Pero, en cambio, Ramón Roger Trencavel no permaneció en la ciudad. Dada la memoria sangrienta de su padre y su abuelo, es más que probable que él y sus súbditos abrigasen respecto del otro sentimientos algo ambiguos. Con el enemigo literalmente en puertas, el joven vizconde hizo una promesa a sus súbditos; se marchaba, pero a reclutar en Carcasona un ejército con el que vencer antes a los cruzados. Se llevó con él a todos los judíos de Beziers, porque los fiieles a Roma actuaban siempre muy cruelmente contra los judíos aunque estos fueran completamente inocentes de las culpas que los clérigos atribuían a sus enemigos.
La fecha siguiente de la marcha del joven vizconde era el 22 de julio de 1209, fiesta de María Magdalena, día tradicionalmente aciago en la comarca, a pesar de la devoción de carácter mágico-esotérico que se le brinda a la supuesta “mujer pública” de los evangelios, a quien muchos occitanos le atribuyen haberse casado con Cristo y ser madre de su hijo.

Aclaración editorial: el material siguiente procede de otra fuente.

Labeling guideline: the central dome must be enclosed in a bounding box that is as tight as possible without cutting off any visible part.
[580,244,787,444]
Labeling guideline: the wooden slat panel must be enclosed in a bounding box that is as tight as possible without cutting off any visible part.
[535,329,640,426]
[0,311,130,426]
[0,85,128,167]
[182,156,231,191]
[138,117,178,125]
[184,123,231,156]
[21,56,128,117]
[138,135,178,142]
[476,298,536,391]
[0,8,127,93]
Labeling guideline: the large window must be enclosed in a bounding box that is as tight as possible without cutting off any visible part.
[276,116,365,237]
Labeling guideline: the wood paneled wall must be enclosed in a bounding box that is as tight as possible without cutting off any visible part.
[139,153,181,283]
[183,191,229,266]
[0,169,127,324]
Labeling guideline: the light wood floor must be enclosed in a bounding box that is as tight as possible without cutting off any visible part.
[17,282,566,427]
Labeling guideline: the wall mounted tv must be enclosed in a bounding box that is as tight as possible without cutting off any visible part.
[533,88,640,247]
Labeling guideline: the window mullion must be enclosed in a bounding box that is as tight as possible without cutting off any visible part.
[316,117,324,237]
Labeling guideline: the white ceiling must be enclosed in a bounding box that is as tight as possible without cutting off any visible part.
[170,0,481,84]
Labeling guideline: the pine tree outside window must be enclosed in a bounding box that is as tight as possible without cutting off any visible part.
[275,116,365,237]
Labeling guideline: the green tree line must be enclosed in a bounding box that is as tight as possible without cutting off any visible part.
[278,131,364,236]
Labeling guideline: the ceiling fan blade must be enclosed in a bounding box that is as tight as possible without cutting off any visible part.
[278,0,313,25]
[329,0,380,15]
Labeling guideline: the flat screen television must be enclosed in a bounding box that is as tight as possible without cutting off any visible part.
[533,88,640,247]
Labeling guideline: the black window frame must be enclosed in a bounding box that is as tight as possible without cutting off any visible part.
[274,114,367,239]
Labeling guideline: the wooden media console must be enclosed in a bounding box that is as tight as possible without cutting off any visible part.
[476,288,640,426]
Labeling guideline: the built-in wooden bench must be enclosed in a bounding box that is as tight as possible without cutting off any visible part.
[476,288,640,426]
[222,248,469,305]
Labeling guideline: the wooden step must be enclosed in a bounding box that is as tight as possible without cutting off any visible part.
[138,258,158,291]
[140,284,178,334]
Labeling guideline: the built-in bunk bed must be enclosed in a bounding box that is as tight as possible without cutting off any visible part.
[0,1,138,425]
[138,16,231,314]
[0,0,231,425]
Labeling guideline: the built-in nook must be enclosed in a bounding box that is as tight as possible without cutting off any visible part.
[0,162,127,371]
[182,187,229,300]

Al atardecer, vieron los de Bezier desde las almenas el ascenso del humo pestilente de varias hogueras. Los sitiadores, llegados `poco a poco en de todos los puntos cardinales y en número que multiplicaba por cinco o seis la población de la ciudad, eran ya muy numerosos y realizaban sus “hazañas” con objeto de abatir los ánimos y la entereza de los sitiados. Éstos contemplaron impotentes las atrocidades sin cuento, las ejecuciones sin tribunal, los asesinatos, las mutilaciones, las torturas y las violaciones, y se les ensombreció el espíritu. Fieles a sus creencias, los revestidos de la fortaleza sintieron crecer en su interior el anhelo de pasar cuanto antes al otro lado, donde la Luz vence a las tinieblas. Los demás, que eran la mayoría, sencillamente comprendieron a pesar de la inconsciencia de los actos y las opiniones de de Ramón Roger Trencavel que se avecinaba un gran ataque y tenían que defenderse.

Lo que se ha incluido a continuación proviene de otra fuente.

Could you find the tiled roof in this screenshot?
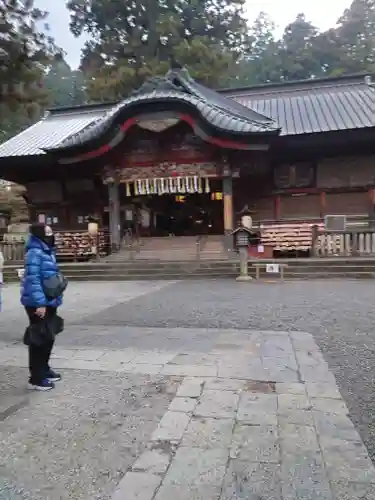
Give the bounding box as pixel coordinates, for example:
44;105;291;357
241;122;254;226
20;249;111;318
225;75;375;135
0;72;375;158
46;70;279;152
0;108;108;158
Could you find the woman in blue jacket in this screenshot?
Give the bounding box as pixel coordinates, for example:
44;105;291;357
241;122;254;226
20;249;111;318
21;224;62;391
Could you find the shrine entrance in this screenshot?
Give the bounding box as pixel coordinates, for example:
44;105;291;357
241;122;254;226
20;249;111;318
120;179;224;237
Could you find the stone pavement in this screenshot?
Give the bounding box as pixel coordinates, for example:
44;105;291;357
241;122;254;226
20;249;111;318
0;327;375;500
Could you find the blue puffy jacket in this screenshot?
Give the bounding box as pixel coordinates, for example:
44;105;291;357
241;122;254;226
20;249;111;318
21;236;62;307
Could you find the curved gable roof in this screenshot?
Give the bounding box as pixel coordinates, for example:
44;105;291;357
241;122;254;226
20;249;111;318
45;70;280;152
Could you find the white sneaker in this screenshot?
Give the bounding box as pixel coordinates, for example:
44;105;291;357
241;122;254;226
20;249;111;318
28;379;55;391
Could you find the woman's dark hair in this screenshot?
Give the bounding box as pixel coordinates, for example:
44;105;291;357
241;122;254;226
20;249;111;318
29;222;46;240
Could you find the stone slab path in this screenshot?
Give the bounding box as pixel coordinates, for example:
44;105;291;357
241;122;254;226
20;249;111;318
0;329;375;500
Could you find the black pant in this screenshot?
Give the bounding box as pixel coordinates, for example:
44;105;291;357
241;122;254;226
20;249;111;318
25;307;57;384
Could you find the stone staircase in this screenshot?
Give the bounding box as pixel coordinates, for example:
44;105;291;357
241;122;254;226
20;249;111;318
4;257;375;283
105;236;228;262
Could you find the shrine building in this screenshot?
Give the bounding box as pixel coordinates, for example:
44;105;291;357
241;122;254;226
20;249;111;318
0;69;375;256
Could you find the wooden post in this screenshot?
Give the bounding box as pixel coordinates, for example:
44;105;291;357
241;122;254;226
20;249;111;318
320;191;327;219
223;175;233;251
274;195;281;220
108;176;121;252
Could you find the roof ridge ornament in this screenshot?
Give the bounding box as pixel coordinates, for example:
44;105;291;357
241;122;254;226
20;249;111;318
365;75;375;88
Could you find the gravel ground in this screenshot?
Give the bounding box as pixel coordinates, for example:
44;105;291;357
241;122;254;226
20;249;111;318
0;368;180;500
68;280;375;460
0;280;375;460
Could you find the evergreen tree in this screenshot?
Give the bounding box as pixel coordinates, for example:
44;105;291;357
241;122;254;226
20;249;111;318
43;56;86;107
68;0;248;100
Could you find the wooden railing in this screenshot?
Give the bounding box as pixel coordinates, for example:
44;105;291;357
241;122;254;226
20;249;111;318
0;231;109;263
0;241;25;262
312;228;375;257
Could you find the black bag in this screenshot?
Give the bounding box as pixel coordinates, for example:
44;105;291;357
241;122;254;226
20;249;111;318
23;314;64;346
23;321;55;346
43;274;68;300
47;314;64;335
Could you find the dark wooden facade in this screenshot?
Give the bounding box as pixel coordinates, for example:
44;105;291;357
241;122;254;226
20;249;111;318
0;70;375;258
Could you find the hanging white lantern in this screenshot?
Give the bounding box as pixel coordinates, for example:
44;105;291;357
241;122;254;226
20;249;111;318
198;177;203;194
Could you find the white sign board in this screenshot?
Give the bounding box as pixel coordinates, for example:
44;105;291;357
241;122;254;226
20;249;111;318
266;264;280;274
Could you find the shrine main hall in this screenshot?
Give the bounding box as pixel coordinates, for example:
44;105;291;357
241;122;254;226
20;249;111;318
0;69;375;256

La fiesta de María Magdalena estaba llena de melodramatismo y previsiones agoreras.
Hacía mucho tiempo que sobre todo los gitanos de la zona adoraban y veneraban a María Magdalena, porque creían que ésta había huido de Palestina tras la ascensión de Jesús, escapando con Lázaro y el hijo que ella había procreado con Jesús, y arribaron a las costas de Languedoc desde donde propagaron el cristianismo. Maríoa Magdalena se había convertido ella misma en una especie de diosa que alimentaba formas extrañas de cristianismo entre la gente inculta de Occitania.
La pretendida pecadora de los evangelios tenía gran fama también entre los gnósticos, antecesores de los cátaros como queda dicho. Según los gnósticos, María Magdalena era en realidad la primera de los apóstoles, muy superior a Pedro y demás. Los evangelios no incluidos en el Nuevo Testamento por la naciente iglesia de los primeros siglos, adjudicaban con frecuencia a Magdalena una misión muy importante en lo pastoral y el evangelio de Juan, el único de los “oficiales” que respetaban por su espiritualidad, atribuia a Magdalena una posición importantísima ya que había resultado elegida por Cristo resucitado para transmitir a los demás apóstoles su mensaje inicial y sy propia sangre.
La iglesia oficial había mermado deliberadamente la importancia de Maria Magdalena, colocándola no sólo detrás de Pedro, sino de todos los demás, pero la maniobra no convenció a los gnósticos ni a los occitanos, ni a otros muchos.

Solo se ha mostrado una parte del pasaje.